Further, if you apply extreme amounts of compression, distortion occurs, which may lead to listening fatigue for you as well as your audience. Of course, the amount of compression that you can use in order to fit a certain music genre can vary, but just stay aware of how it affects your music and act accordingly.

It is also very important that you always listen to your own mastering project and your reference library at the same loudness level when you compare them. There is no doubt that while a heavily compressed song – dynamically speaking – may sound more impactful at first, you will sacrifice detail and nuance.

Finally, keep in mind that the current trend in music streaming is a target loudness of approximately -16 LUFS (also see tip 5 and 10), so if you deliver a significantly louder song, it will get turned down automatically if the listener chooses to apply the ‘normalization’ feature such as ‘SoundCheck’ or ‘Same Level’ that aligns the loudness of the songs in the library. And if that happens, your very loud song may well end up sounding much less impressive than the competition!

SDC Meter in Finalizer

10: Trust Your Ears. But Consult Your Eyes

Metering your audio signal is an important part of mastering. Your ears may not detect the onset of clipping or be able to tell you precisely how much gain you can add before you reach 0 dBFS. Without metering, you may be unaware of when the compressors/limiters kick in or how a certain EQ-shelve affects the overall loudness.

In short: You should always trust your ears – but if you’re not paying attention to what the meters are telling you, you do risk making mistakes. And related to that, to give your ears a fighting chance make sure to take a short break every now and then. But the visual feedback you can get from a loudness meter or spectral analyzer is a great supplement.
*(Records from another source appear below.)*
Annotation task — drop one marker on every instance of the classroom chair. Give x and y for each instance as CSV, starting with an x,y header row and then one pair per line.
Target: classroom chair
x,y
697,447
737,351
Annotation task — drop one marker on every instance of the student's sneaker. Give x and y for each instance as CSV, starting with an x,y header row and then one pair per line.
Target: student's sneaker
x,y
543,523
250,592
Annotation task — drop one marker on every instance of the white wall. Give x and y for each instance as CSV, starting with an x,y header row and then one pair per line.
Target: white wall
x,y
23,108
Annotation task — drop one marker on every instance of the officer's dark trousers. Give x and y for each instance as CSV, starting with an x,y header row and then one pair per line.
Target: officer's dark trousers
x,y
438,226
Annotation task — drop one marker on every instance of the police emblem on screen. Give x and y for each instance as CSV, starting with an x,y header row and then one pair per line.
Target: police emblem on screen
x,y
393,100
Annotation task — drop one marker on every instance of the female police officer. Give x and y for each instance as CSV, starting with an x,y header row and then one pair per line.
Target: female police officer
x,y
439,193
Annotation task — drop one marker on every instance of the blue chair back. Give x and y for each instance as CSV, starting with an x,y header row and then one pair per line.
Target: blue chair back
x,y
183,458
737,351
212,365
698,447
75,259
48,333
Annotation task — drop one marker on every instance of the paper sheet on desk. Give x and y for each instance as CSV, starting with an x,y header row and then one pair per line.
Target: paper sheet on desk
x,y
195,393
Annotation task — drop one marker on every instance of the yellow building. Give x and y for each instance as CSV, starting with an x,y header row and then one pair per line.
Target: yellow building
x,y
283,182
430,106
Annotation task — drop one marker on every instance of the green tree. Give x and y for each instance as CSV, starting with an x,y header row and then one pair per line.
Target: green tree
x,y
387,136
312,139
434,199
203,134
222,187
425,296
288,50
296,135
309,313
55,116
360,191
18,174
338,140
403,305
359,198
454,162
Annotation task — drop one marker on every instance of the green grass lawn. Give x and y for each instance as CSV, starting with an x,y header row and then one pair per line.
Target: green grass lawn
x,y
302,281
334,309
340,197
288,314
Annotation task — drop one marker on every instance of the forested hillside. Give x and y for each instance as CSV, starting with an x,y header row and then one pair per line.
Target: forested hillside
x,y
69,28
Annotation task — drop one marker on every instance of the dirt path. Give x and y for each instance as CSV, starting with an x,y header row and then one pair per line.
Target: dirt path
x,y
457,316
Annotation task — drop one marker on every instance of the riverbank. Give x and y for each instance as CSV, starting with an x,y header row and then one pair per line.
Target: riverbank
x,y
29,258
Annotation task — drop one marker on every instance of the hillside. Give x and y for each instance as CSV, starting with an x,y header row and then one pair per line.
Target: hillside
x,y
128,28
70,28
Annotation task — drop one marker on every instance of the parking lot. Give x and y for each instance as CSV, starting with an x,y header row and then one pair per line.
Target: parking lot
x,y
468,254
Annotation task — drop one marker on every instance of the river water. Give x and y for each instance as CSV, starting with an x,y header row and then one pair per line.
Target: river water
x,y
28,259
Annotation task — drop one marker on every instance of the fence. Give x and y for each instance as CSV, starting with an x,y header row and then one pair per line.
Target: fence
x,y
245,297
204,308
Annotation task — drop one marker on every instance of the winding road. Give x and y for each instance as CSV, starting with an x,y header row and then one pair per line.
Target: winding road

Most professionals use them, and if you’re relatively new to mastering, it is definitely a crucial tool. (Advanced spectral analysis will be the topic of a future article…)


We’ll get into a full description of loudness meters in another article. For now, you have to know about the LUFS metering scale, the three common timescales used in determining loudness and True Peak.

LUFS stands for ‘Loudness Units Full Scale’. The scale doesn’t measure sound as a dB meter or a VU meter would. Rather, it accounts for how the human ear (and brain) perceives the loudness of a track. That’s also why there is only one loudness value or level, instead of one per channel.

There are three standard ways of measuring loudness:

  • Momentary loudness (that read 400 ms of signal when determining a value)
  • Short-Term loudness (3 seconds of signal)
  • Long-Term/Integrated Loudness or Program Loudness (that calculates an overall loudness of the entire song)

Please note that the recommended loudness target of -16 LUFS for most streaming services is

measured as Integrated loudness – across the full duration of the song.

True Peak

Often, there can be small peaks of sound in-between digital samples that go undetected in digital tools. Where traditional peak meters and conventional peak limiters fail to read those true peaks of sound, a True Peak meter will provide the mastering engineer with the actual reading.

Without a True Peak meter and True-Peak Limiter especially, a mastered track could go into digital clipping when converted to a lossy format like MP3 or OGG Vorbis or when being Digital-Analog converted in playback systems. This can happen, even if no distortion is heard when monitoring the final master.

Finally, we recommend that you use a loudness meter in two ways. First, as a real-time measure that shows you what is happening here and now, and secondly, run a integrated loudness measurement once in a while to keep updated on how your recent tweaks affect the overall long-term loudness. Certain mastering tools can help optimize/automate this process (more about that later).

Read more about the topic in this article… [insert link]


Finally, apart from a loudness meter, other important visual-feedback tools include Spectral Analyzers, Mid/Side and gain-reduction meters.

Well, we hope that these 10 things to know about mastering will help you get off to a great start as being your own mastering engineer. Or if you are already there, that you may have discovered one or two new aspects that will help you achieve even better mastering results in the future!